A crystalline Form N-1 of apixaban substantially free from one or more of: 1-(4-methoxyphenyl)-7-oxo-6-(4-(2-oxopiperidin-1-yl)phenyl)-4,5,6,7-tetrahydro-1H-pyrazolo[3,4-c]pyridine-3-carboxylic acid; 7-oxo-6-(4-(2-oxopiperidin-1-yl)phenyl)-1-phenyl-4,5,6,7-tetrahydro-1H-pyrazolo[3,4-c]pyridine-3-carboxamide; or methyl 1-(4-methoxyphenyl)-7-oxo-6-(4-(2-oxopiperidin-1-yl)phenyl)-4,5,6,7-tetrahydro-1H-pyrazolo[3,4-c]pyridine-3-carboxylate, relative to apixaban by area percentage of HPLC and having a mean particle size equal to or greater than 100 μm.

An anti-thrombotic drug [...] method for the preparation of

The invention discloses a preparation method of a compound Apixaban as an anti-thrombotic drug.
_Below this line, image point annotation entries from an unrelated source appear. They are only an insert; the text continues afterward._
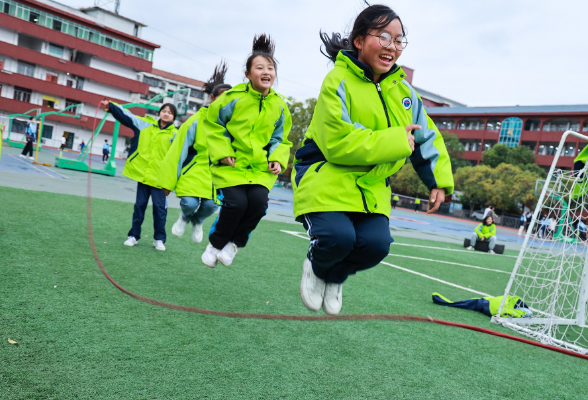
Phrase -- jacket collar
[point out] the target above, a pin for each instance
(349, 59)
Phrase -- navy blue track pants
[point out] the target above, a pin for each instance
(342, 243)
(159, 211)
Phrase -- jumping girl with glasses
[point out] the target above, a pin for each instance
(149, 146)
(185, 168)
(367, 121)
(247, 130)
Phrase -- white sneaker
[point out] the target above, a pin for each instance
(209, 256)
(333, 298)
(131, 241)
(227, 254)
(197, 233)
(312, 288)
(179, 227)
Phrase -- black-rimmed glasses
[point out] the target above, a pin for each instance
(386, 40)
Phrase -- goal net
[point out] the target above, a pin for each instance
(551, 271)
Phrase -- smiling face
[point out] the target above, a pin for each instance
(262, 74)
(379, 59)
(166, 115)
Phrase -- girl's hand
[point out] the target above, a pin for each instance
(275, 167)
(409, 129)
(229, 161)
(435, 199)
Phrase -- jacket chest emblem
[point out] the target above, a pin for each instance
(407, 103)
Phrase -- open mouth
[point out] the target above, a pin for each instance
(386, 59)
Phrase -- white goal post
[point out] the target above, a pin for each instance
(551, 271)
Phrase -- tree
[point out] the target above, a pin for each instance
(455, 149)
(301, 116)
(407, 181)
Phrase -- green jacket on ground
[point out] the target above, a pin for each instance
(357, 139)
(148, 147)
(186, 167)
(254, 129)
(485, 231)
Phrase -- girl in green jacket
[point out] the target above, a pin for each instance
(368, 120)
(151, 141)
(185, 168)
(247, 132)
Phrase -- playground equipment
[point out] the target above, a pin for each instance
(41, 118)
(551, 274)
(19, 144)
(109, 168)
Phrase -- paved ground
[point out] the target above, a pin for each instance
(21, 173)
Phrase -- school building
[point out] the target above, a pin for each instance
(53, 56)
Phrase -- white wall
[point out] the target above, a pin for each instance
(113, 68)
(8, 35)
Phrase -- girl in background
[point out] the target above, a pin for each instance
(368, 120)
(247, 132)
(185, 168)
(149, 146)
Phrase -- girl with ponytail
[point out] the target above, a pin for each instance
(368, 120)
(185, 168)
(247, 130)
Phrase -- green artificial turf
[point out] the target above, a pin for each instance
(80, 337)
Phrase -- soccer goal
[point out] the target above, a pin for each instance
(551, 271)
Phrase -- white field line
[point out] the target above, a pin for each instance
(442, 248)
(436, 279)
(451, 263)
(32, 165)
(299, 234)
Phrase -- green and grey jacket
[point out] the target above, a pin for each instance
(357, 139)
(185, 167)
(148, 147)
(254, 129)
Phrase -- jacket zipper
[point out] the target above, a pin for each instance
(186, 171)
(383, 103)
(363, 199)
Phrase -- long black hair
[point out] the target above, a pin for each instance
(217, 81)
(264, 46)
(370, 19)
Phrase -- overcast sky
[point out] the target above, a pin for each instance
(481, 53)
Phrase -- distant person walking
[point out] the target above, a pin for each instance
(486, 231)
(105, 151)
(395, 200)
(522, 223)
(30, 132)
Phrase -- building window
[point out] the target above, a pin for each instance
(510, 132)
(22, 94)
(154, 82)
(47, 132)
(494, 124)
(561, 125)
(532, 124)
(445, 124)
(26, 68)
(33, 17)
(471, 124)
(56, 50)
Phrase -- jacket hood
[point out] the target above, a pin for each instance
(349, 59)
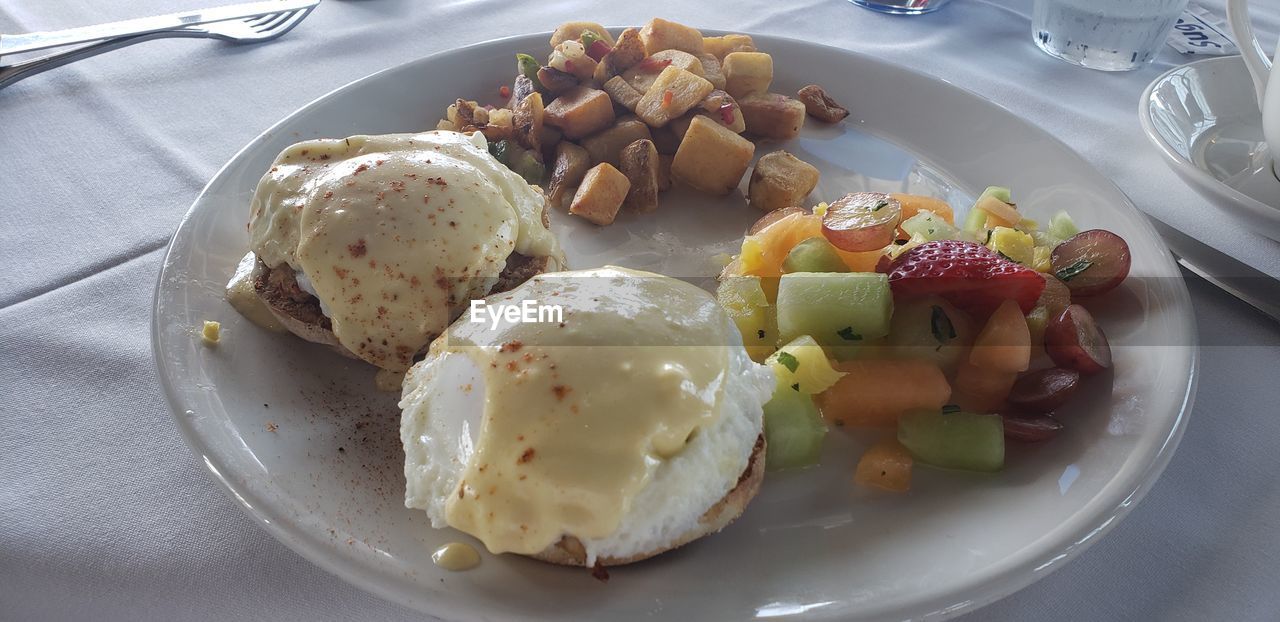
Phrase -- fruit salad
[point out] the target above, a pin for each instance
(878, 311)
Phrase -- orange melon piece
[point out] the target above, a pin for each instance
(873, 393)
(886, 466)
(1005, 342)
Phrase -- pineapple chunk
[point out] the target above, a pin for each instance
(580, 111)
(600, 195)
(606, 146)
(672, 95)
(643, 74)
(748, 73)
(662, 35)
(728, 44)
(772, 115)
(712, 158)
(781, 179)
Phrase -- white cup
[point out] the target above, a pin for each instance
(1266, 79)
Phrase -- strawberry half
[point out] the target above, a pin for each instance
(969, 275)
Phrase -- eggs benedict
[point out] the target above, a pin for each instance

The method disclosed by the invention comprises the following steps of: with a compound 11 shown as the formula 1 as a starting raw material, subjecting the compound 11 and amino protected paraiodoaniline 19 to coupling reaction in the existence of a cuprous reagent and an inorganic base to obtain a compound 20; subjecting the compound 20 and a compound 21 to [3+2] cyclization-elimination reaction to obtain a compound 22; removing a protecting group of the compound 22 to obtain a compound 23, or subjecting the compound 20 and the compound 21 to [3+2] cyclization reaction, directly carrying out elimination reaction under an acidic condition, and meanwhile, removing the protecting group to obtain the compound 23; subjecting the compound 23 to ammonolysis reaction to obtain a compound 24; subjecting the compound 24 and 5-chlorovaleryl halogen to amidation reaction to obtain a compound 25; and cyclizing the compound 25 under an alkaline condition to obtain the Apixaban, or subjecting the compound 24 and 5-chlorovaleryl bromine to amidation and cyclization two-step one-pot method reaction under the alkaline condition to obtain a target product, namely the Apixaban.

PROCESS FOR THE PREPARATION OF APIXABAN

A crystalline Form N-1 of apixaban substantially free from one or more of: 1-(4-methoxyphenyl)-7-oxo-6-(4-(2-oxopiperidin-1-yl)phenyl)-4,5,6,7-tetrahydro-1H-pyrazolo[3,4-c]pyridine-3-carboxylic acid; 7-oxo-6-(4-(2-oxopiperidin-1-yl)phenyl)-1-phenyl-4,5,6,

AN IMPROVED PROCESS FOR THE PREPARATION OF APIXABAN AND INTERMEDIATES THEREOF

The present invention relates to an improved process for the preparation of apixaban and intermediates thereof. In particular, the invention relates to an improved process for the preparation of an amorphous form of apixaban. The invention also relates to a pharmaceutical composition comprising an amorphous form of apixaban for oral administration as an antithrombotic agent.

SOLID STATE FORMS OF APIXABAN

The present invention is directed to solid state forms of Apixaban, processes for preparing the solid state forms, and pharmaceutical compositions thereof.